TRM cell generation following tissue infection has been studied in both humans and mice, and several factors have been identified that contribute to the induction of TRM cells. In the lungs, it is now generally accepted that tissue microenvironmental niches receptive for TRM cells are generated during and after clearance of viral infection, and TRM cells are spatially compartmentalized and maintained near sites of pathogen entry and accumulation71,72. It may be that longer lived TRM cells specific for respiratory pathogens reside in the oropharyngeal mucosa, which may be an alternative site to target for TRM cells. In another study, TRM cells accumulated at sites of tissue injury and regeneration73. Both observations suggest local tissue regulation of TRM cell maintenance. Antigen processing also contributes to the generation of all T cell memory, including TRM cells. In the case of CD8+ TRM cell generation, classical DC1s have the ability to cross-present antigen to naive CD8+ T cells in lymph nodes, which appears to be critical for antiviral CD8+ TRM cell development46,47,58. Much of what is known about gut TRM cells derives from studies of lymphocytic choriomeningitis (LCMV) infection, which generates effector T cells from splenic naive T cells after intravenous challenge. However, LCMV delivered intraperitoneally enters the mediastinal node74 and leads to the seeding of all lymphoid and non-lymphoid tissues with effector T cells that mature into TRM cells. Do such cells educated in the spleen versus the lymph node differ in their behaviour or homing properties? And do LCMV-specific effector T cells that enter intestinal tissue encounter virally infected cells and perform effector functions, or simply passively differentiate in the gut microenvironment? There may be fundamental differences between the TRM cells that arise in the setting of acute tissue inflammation, TCR activation and immune protection (for example, during infections with influenza A virus (IAV) in the lungs, or with vaccinia virus (VACV) or HSV in the skin) and those that are seeded into non-inflamed tissues by systemic infection (for example, in infection with a non-cytopathic virus such as LCMV in multiple tissues), although there are some clear commonalities.
Vaccines: can they efficiently generate TRM cells?
Above, we have provided an overview of the current understanding of the factors that influence TRM cell generation and their maintenance. In this section we will more specifically concentrate on relevant research related to vaccines and TRM cells, primarily highlighting findings in animal models, as well as the substantial gaps in our knowledge. Naturally acquired infection in peripheral tissues generally elicits a long-lived T cell memory response, including the induction of TRM cells. However, relatively little is known about the generation of TRM cells by vaccines, and the contribution of other tissue-dwelling T cells, including TRM cells, to vaccine-induced protection33,75. Newly available research tools and approaches could be more widely applied to parse out the roles of TRM cells, circulating T cells and antibodies in vaccine-mediated protection against infection. Overall awareness of and interest in TRM cells in vaccine-elicited immunity should be an element of early-stage vaccine research and development efforts. Although there are practical limitations to such research in humans, much can be learned at a fundamental level in small animal and non-human primate models. Finally, we comment below on the factors that may prove important in generating TRM cells, including, first, the route of antigen administration; second, the mode of antigen delivery; and last, the role of vaccine adjuvants.

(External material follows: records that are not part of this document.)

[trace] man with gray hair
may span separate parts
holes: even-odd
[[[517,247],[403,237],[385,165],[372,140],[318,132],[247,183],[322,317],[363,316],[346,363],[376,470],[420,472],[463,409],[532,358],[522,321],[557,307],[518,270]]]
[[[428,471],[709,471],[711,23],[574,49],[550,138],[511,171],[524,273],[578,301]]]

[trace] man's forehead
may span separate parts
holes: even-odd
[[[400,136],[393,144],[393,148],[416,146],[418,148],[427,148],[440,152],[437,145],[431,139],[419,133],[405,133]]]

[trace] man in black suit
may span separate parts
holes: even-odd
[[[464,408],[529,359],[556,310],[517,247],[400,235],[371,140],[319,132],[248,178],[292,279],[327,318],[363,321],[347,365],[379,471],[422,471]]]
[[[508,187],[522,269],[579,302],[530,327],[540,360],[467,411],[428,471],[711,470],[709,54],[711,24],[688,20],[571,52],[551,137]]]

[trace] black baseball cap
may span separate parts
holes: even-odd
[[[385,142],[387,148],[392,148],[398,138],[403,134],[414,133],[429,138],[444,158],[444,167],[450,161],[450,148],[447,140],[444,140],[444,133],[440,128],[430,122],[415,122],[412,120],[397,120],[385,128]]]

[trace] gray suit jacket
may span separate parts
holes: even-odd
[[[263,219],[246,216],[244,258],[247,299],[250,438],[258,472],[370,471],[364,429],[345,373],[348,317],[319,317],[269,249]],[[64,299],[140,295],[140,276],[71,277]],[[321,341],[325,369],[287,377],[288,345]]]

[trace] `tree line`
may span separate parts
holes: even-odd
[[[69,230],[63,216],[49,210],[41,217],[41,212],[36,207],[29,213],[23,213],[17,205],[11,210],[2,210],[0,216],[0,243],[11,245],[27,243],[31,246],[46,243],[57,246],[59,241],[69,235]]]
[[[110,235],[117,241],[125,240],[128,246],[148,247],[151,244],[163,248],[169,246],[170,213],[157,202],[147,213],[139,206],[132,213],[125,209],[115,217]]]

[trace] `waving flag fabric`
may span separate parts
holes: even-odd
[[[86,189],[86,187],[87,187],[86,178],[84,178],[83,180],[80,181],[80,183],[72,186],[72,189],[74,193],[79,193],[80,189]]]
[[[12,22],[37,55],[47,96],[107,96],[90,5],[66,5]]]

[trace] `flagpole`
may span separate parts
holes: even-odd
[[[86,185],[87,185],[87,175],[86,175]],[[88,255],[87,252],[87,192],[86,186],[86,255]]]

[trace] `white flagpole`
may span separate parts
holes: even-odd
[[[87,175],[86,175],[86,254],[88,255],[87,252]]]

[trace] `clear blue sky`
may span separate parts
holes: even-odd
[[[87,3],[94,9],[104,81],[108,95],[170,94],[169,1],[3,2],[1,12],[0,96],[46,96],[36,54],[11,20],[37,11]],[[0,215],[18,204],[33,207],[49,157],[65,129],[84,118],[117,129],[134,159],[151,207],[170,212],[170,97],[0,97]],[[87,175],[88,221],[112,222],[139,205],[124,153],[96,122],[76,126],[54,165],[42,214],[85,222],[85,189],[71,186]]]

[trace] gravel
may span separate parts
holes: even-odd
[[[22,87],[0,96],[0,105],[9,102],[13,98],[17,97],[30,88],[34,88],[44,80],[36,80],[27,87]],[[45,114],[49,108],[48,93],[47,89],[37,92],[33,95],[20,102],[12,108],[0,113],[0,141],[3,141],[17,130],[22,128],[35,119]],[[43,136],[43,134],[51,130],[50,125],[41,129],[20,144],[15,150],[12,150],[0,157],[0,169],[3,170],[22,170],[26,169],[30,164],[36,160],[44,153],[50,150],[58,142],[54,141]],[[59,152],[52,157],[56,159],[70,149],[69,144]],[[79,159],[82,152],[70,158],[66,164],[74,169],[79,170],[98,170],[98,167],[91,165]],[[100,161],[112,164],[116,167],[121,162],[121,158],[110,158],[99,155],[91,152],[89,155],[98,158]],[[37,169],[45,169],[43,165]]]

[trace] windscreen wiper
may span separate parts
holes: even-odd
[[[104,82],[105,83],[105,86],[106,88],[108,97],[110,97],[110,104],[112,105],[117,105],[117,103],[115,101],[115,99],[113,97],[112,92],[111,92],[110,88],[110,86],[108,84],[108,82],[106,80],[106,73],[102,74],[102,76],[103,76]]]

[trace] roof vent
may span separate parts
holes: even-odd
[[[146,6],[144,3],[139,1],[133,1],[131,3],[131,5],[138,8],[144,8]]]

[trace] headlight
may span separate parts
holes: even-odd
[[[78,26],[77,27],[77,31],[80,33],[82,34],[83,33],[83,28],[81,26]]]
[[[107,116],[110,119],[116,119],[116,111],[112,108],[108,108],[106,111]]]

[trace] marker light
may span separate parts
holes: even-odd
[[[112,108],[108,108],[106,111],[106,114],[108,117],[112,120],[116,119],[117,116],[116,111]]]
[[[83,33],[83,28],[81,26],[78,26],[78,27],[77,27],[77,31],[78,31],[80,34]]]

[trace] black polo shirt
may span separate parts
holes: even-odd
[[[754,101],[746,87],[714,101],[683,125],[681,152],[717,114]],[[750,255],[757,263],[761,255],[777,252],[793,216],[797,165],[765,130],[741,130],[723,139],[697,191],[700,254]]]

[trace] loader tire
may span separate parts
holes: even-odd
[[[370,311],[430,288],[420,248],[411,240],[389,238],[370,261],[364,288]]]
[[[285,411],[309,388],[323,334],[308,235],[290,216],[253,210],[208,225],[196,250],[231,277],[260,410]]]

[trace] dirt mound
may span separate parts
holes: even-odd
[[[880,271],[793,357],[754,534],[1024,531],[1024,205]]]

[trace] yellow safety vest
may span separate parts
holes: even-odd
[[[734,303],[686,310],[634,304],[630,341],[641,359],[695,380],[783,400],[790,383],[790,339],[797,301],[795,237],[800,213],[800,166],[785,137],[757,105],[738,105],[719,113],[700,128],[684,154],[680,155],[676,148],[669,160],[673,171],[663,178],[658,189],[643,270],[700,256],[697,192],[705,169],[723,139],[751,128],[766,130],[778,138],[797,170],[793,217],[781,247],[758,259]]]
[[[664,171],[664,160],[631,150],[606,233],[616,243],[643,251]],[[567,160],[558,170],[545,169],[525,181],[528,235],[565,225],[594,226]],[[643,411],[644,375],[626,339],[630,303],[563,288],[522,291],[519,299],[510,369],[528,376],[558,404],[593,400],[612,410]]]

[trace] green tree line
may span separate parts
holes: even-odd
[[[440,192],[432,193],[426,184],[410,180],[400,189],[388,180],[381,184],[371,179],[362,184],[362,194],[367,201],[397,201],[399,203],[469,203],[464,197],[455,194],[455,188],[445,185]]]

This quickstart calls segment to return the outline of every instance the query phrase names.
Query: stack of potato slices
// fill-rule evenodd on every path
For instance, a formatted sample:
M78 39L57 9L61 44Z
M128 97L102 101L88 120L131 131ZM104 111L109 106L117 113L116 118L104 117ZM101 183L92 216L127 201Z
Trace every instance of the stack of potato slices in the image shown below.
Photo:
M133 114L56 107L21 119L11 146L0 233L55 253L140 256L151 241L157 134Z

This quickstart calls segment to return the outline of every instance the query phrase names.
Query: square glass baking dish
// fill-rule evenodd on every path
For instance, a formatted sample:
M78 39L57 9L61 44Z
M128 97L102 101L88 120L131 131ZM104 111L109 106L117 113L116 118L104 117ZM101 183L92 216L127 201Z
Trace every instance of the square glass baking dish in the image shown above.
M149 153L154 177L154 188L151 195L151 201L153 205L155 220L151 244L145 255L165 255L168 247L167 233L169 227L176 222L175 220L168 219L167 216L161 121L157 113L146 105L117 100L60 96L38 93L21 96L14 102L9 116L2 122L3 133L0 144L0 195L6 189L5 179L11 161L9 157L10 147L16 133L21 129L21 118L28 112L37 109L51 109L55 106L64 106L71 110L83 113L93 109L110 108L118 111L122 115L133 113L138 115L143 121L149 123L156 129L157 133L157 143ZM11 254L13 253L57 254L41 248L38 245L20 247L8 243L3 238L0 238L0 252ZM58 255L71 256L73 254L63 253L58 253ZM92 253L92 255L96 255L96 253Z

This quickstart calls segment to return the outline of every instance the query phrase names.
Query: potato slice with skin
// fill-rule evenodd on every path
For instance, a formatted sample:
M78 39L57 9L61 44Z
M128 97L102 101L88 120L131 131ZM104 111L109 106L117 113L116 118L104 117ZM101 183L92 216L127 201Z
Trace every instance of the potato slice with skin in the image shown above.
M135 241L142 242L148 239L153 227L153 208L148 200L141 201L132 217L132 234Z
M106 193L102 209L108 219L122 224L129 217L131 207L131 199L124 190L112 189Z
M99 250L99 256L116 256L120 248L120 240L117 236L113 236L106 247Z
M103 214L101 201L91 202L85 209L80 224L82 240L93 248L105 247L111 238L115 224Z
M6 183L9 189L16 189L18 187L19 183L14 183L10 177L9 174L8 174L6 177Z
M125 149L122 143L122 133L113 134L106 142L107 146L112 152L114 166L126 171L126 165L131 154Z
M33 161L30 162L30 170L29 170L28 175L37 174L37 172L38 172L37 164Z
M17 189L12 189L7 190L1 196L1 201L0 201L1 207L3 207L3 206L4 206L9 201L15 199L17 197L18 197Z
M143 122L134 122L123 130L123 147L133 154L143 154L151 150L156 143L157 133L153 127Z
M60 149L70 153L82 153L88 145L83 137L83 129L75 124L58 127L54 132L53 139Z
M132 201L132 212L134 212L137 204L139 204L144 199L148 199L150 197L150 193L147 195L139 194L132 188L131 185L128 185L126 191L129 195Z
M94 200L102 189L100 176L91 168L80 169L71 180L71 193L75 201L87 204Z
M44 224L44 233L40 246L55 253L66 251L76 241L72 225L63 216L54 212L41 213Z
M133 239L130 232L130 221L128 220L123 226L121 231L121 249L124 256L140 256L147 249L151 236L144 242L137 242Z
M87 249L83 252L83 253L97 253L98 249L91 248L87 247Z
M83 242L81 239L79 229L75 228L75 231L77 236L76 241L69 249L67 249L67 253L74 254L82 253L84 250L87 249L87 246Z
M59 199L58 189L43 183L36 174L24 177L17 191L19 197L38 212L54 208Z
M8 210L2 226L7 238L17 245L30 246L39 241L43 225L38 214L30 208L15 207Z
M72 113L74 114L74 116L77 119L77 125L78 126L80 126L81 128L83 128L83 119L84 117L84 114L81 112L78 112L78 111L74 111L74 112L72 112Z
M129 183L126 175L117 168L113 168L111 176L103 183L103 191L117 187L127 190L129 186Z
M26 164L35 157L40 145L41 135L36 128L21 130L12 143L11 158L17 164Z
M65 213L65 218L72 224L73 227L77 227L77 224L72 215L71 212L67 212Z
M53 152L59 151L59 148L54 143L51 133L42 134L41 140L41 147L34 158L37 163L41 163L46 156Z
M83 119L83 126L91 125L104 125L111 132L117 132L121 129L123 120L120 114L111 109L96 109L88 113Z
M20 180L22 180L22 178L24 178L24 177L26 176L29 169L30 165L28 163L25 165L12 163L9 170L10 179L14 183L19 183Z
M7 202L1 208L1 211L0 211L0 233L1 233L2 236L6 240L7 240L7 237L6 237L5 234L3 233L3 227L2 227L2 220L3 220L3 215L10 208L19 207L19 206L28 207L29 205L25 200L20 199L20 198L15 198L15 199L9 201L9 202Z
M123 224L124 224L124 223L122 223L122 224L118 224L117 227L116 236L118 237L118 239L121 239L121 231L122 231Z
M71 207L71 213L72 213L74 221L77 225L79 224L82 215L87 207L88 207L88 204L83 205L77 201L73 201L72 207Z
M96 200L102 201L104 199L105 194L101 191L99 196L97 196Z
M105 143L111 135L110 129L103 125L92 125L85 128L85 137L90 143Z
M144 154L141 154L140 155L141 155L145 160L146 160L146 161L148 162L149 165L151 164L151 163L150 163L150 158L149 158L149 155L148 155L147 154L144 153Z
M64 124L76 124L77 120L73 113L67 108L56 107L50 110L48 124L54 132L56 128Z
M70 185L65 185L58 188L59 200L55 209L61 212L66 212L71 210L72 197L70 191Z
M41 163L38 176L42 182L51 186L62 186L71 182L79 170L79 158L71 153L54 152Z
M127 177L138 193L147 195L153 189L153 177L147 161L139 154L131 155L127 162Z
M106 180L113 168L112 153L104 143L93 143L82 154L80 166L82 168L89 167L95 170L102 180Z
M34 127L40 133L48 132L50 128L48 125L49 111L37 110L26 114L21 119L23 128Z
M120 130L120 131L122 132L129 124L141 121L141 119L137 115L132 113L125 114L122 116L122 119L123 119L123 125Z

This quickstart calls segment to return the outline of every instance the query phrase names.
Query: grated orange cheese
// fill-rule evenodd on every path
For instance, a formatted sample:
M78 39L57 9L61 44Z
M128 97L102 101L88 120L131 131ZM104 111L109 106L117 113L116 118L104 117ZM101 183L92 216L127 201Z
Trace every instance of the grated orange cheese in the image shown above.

With most vaccines, generation of neutralizing antibody is associated with protection against a specific pathogen and remains a goal of vaccine development. Less attention has been paid to the generation of memory T cells, which is also associated with protection but is less likely to be measured in vaccine studies. It is assumed that for the generation of TRM cells, the immune challenge (whether through natural infection or immunization) ought to occur in a peripheral tissue site that is destined to recruit these cells. Current intramuscular vaccines do not elicit TRM cells, at least whenever this has been studied76,77. In animal models, parsing out whether protection from infectious challenge is mediated predominantly by T cells or B cells is now achievable75. Examples include the use of B cell-depleting or antibody-depleting strategies prior to infection, which helps focus attention on the role of T cells75. In addition, T cell-depleting antibodies (which typically deplete T cells from the blood but not from tissues) or agents that limit T cell egress from lymph nodes or from the circulation can more directly discriminate between the roles of circulating T cells and TRM cells77,78. For example, after inoculation with a vaccine that generates a TRM cell, followed by challenge infection, pathogen clearance is unaffected by blocking the circulating T cell response (via treatment with FTY720, an S1P1R agonist), pointing to the central role of TRM cells in these immune responses14,75,79,80. Parabiosis models can also pinpoint the relative contributions of circulating T cells and TRM cells57. New technology promises to answer many open questions; for example, TRM cells may now be quantified and the spatial and functional relationships of TRM cells in the overall tissue architecture may be characterized through in situ high-resolution multiplex imaging as well as through deep immune profiling and repertoire analysis (for instance, using CODEX, TCR sequencing, single-cell RNA sequencing and related technologies).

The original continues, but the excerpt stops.